18世帯、全員が「大水さん」 呼び掛けると全員「はーい」 新上五島・大水地区

 「大水さーん!」。そう呼び掛けると、全員が「はーい」と返事をする。長崎県新上五島町曽根郷大水地区に暮らす18世帯33人は、全員が大水姓。住民はお互いに下の名前で呼び合う。

地区長(後列左から3人目)をはじめ住民の大水さんたち=新上五島町

 地区のシンボルである大水教会と住宅以外、建物は何もない。決して便利とは言えない。でも、現代人が忘れかけている「何か」がここにはある。
 大水地区は島の北部に位置し、周辺一帯は「北魚目の文化的景観」に選定されている。県道から林道に入り、さらに狭い急坂を2キロほど上った山あい。標高は180メートル前後。わずかな平地に大水教会が立つ。教会を中心に段々畑が広がり、山に張り付くように家々が点在。遠くに濃紺の海が見渡せる。
 急峻(きゅうしゅん)な山あいで住民たちが「生」を営み続けてきたのは、潜伏キリシタンの祖先が命懸けで切り開いた大切な場所であるからにほかならない。ここは敬虔(けいけん)なクリスチャンの集落なのだ。

 
 ■18世帯33人 信仰守り継ぐ

 18世帯33人の大水さんが暮らす新上五島町曽根郷の大水地区。
 仲知カトリック教会(同町)の「仲知小教区史」によると、禁教時代の1830年ごろ、大水安五郎、マシ夫妻が迫害を逃れて外海地区から移住し、開墾したのが大水地区の始まりという。ほどなくして別の数世帯も移り住んだ。
 外界から遮断された地理的状況などが信仰を守るのに適していたとみられる。81年、最初の大水教会が建てられた。現在の聖堂は1985年に建て直されたものだ。

明美さん(左から3人目)の「先上げ」で「十字架の道行きの祈り」を捧げる住民=新上五島町

 最初の移住者が「大水さん」だったから地区名も大水なのか。町によると、江戸時代に伊能忠敬が作製した地図に「大水」の地名はない。地区長の和司さん(70)は「地区内にかつて滝があり、それで全員、大水姓を名乗ったとも伝え聞いている」と話すが、経緯は判然としない。
 住民同士は仲が良い。
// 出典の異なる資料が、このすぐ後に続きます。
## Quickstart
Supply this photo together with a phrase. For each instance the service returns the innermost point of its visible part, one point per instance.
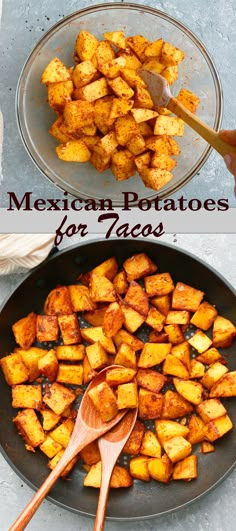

毎月第1日曜日、全員が集まって墓地や教会周辺を掃除した後、地区の問題を話し合ったり、とりとめのない話をしたりして交流を深める。「けんかもせず笑ってばかり。さみしくないし、孤立感もないなあ」と地区長。
 最高齢は92歳のチオさん。買い物などは他の住民が手助けする。週2回の移動販売車や、町の乗り合いタクシー事業で最近は少し便利になった。最年少は県立上五島高2年の海星さん(17)。毎日、母の美穂子さん(56)が車で麓の県道まで送迎する。卒業後の進路は未定。美穂子さんは「一度は地区外の社会生活を経験した方がいいのでは」と考えている。
 漁業を営む男性が多く、女性たちは家事と農業にいそしむ。リタイアした男性も農業をする。日当たりはいいが、風は強い。農作物をイノシシに食い荒らされる被害も少なくない。

山あいに立つ大水教会と点在する家々=新上五島町

 ■厳しい環境下 優しく、明るく

 「住むのは大変そうだな…」と感じながらも、取材で集まってくれた住民たちに地区の魅力を尋ねた。すると、口々に「空気がいい」「水がおいしい」「何もないところがいい」と返ってきた。
 いくつか疑問が湧いた。郵便物などの誤配は? 「たまにある。あったら自分たちで届け直す」。教会以外、目印になるものが何一つない。来訪者に目的の家までの道を尋ねられたら? 「『教会から○軒目の家』と説明するが、連れていく方が早い」。地区長は「番地も同じ家が多いんじゃないのかな」と言った。
 多い時は38世帯が暮らしたが、だんだん減ってきた。船舶の機関長を務める恵さん(70)は「地区が存続できるのかが心配。名字が違う人が移住してくれても大歓迎するのだが」と顔を曇らせた。住民の多くが同じ不安を抱えているが、「ここが大好きで離れたくない」と口をそろえる。
 自然は美しければ美しいほど、人間に厳しい。ただ、そんな環境でも、たくましく生きる人々はこんなにも優しく、明るくなれるのだ-。取材しながら記者の胸にそんな思いが湧き上がる。大水さんたちに会いたくて、変わらぬ景色に触れたくて、きっとまた、この場所を訪れるだろう。